Recently, however, my happy imaginings about engagement were challenged by an actual conversation with my parents about all of this. Or an attempt at conversation. I asked my parents how our system of rules and exceptions had come to be, hoping for a funny story. My mother rolled her eyes. โ€œI was complacent he,she huffed, nodding across the table to my father. Her tone wasn’t playful; she seemed genuinely annoyed.

“In my defense,” replied the father, “me he was accommodating she

“I don’t want to talk about it any more,” said the mother.

I dropped the subject.

His negative reaction surprised me. I had always thought of our family arrangement as a happy medium, a solution we could all feel good about. Because it was what I was used to and because my parents have a strong relationship, I had chosen to believe that our house rules made everyone happy. But in reality there was, and still is, a degree of tension and awkwardness in our engagements.

I felt a similar tension when I began living on my own as an adult and had to make decisions, consciously or unconsciously, about Jewish customs in my own life. Today I no longer have separate meat and dairy dishes at home, although I still try to avoid eating pork or seafood. Sometimes I feel conflicted about bending, or even ignoring, Jewish tradition.
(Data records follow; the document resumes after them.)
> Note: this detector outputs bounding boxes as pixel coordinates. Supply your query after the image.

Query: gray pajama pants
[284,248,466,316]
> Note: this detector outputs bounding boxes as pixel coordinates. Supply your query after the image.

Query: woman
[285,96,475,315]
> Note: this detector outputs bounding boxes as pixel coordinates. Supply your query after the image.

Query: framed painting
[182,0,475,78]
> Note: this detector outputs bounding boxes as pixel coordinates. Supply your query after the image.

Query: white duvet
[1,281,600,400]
Sometimes I feel like I’ve drifted, that the stricture of kosher laws is really their goal. My feelings about my habits are constantly changing. There is discomfort there, and the fact that there is discomfort reassures me that my Jewish identity is still in my heart: having to actively make these decisions, as an adult, forces me to think about it.
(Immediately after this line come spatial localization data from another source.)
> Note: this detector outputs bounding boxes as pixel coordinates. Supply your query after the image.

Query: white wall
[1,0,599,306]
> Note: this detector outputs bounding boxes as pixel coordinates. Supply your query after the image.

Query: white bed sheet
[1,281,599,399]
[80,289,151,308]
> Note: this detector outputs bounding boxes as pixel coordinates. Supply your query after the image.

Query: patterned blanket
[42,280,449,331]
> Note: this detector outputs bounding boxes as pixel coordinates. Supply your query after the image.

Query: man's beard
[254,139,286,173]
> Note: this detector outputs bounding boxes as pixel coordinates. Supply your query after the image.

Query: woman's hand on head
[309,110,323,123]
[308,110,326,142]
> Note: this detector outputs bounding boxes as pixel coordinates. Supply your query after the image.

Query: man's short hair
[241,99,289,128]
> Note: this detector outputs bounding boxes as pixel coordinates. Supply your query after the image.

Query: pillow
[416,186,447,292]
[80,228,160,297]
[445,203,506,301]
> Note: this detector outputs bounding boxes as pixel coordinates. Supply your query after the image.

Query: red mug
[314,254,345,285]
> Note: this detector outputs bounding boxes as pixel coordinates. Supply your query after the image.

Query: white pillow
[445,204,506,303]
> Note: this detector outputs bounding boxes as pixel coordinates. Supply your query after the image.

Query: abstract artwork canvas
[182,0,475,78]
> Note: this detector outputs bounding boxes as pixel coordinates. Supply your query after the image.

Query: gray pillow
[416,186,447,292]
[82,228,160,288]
I am getting married this year and my fiancรฉ is not Jewish. We have agreed to raise our children Jewish one day, but the details are still to be decided. I’m sure there will be compromise and awkwardness. There will be decisions about which rituals feel most resonant and inclusive, and which modifications might be necessary. It will take conversation and reflection. The idea is daunting. But I’m excited about it. I feel grateful to have grown up with a role model for this kind of commitment, to have seen both the possibilities and some of the pitfalls. I hope that when the time comes, I will feel at home within the commitments that my family and I have made, even if they don’t make sense to anyone else. The important thing is that they make sense to us, and that we do them together. And maybe along the way, they’ll even give us something to laugh about.